Time and again, I’ve mentioned the fountain pen that got me hooked into this crazy lifestyle. It was my mother’s father’s Sheaffer Balance Lifetime. Yet, I have another grandparental pen that never gets much publicity. It is a Parker 51 from my father’s side of the family.
The Parker 51 showed up in my life about 15 years after the Sheaffer. It was right around the year 2000. My father’s mother was getting sick and had to live with my parents. As they packed up her house, they discovered a Parker 51 in a desk drawer. They knew I liked old pens and sent it to me in Montana. At the time my collection was meager. My only other pens were a Sheaffer Imperial, a Rotring, a Waterman Phileas, Lamy Safari and Cross Townsend.
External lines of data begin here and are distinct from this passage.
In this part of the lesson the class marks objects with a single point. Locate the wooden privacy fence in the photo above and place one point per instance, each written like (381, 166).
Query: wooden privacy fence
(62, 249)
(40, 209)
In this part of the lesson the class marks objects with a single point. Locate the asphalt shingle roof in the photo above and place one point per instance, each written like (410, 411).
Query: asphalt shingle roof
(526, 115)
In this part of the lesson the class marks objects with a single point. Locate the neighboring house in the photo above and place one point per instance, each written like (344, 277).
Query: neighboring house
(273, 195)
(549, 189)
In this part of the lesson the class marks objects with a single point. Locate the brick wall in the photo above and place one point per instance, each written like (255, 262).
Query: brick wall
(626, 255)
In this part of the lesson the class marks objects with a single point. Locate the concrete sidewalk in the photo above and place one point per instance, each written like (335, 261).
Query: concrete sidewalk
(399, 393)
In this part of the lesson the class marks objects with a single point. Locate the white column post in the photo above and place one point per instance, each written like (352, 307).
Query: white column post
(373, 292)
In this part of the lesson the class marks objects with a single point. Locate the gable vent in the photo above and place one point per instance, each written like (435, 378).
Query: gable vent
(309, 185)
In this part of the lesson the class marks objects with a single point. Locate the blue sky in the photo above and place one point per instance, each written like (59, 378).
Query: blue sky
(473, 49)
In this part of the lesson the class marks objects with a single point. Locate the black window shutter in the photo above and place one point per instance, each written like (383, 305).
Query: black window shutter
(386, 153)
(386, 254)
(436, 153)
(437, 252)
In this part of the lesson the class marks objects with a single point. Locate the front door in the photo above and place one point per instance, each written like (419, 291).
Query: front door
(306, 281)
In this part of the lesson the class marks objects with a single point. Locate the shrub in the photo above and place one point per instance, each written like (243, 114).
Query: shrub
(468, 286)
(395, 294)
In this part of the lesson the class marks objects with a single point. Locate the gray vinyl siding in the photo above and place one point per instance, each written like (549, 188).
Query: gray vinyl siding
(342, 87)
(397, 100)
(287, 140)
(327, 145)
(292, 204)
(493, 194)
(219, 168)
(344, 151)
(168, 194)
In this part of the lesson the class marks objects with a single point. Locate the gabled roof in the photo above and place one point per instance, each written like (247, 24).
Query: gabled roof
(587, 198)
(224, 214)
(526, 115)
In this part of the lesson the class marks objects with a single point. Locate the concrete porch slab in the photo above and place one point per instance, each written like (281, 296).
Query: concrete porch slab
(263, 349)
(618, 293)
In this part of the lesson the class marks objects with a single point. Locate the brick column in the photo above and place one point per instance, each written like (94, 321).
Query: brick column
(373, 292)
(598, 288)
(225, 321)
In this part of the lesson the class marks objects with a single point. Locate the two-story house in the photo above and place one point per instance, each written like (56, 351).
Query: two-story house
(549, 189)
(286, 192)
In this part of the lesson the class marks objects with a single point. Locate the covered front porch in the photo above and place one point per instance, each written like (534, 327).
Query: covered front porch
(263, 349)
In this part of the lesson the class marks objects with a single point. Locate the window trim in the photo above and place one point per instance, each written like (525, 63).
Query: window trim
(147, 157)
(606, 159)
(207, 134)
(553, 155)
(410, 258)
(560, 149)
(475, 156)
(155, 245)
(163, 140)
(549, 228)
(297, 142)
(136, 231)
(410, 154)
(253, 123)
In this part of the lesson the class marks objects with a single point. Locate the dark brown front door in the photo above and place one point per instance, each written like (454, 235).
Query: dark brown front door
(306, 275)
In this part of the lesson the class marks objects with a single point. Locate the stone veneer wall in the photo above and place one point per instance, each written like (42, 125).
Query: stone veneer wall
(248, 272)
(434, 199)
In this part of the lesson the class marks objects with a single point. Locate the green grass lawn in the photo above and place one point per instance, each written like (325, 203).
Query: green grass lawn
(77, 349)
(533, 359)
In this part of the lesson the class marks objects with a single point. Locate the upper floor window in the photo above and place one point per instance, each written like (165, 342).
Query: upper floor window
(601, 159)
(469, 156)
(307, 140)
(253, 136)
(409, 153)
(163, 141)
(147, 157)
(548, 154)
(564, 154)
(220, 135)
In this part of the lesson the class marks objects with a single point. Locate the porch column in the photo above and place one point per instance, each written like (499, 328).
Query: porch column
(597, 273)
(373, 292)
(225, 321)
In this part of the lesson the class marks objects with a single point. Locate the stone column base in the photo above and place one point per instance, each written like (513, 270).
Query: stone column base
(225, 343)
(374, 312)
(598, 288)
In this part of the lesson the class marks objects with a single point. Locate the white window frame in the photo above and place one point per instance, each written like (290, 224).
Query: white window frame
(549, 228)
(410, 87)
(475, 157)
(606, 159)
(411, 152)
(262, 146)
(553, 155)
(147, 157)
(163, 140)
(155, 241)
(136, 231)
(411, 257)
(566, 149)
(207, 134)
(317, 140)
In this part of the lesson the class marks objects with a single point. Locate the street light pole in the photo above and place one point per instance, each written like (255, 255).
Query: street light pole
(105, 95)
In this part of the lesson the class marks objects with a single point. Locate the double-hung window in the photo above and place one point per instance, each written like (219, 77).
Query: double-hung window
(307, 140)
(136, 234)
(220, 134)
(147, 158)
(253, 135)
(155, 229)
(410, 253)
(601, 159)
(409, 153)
I recently pulled out the aforementioned 51 to write a letter and was struck by how little I knew about pens in 2000, when it showed up in my life. It would be several more years before I learned how to restore pens. I had never heard of a Parker 51. I had heard of Parker Duofolds because I had seen a modern Parker Duofold MacArthur Special Edition at Marshall Fields in Chicago. It was well out of my price range, and although its literature mentioned the original Duofolds, I assumed that none were left in existence! Honestly, I assumed that my Sheaffer was such a rare treasure that no other old-fashioned fountain pens could possibly exist. Good Lord, when I saw that modern Duofold in 1994, I was 18, and my 60-year-old pen might well have been what the dinosaurs wrote with.
That’s how little I knew. The internet only barely existed. I didn’t know a single soul who liked fountain pens. My parents thought they were archaic and messy. My friends parents thought the same. My relatives thought the same. I had not stumbled into any of the early pen catalogs and mailing lists. Only bank presidents wrote with Montblanc 149s to show off. In my tiny world, I was the last hold out.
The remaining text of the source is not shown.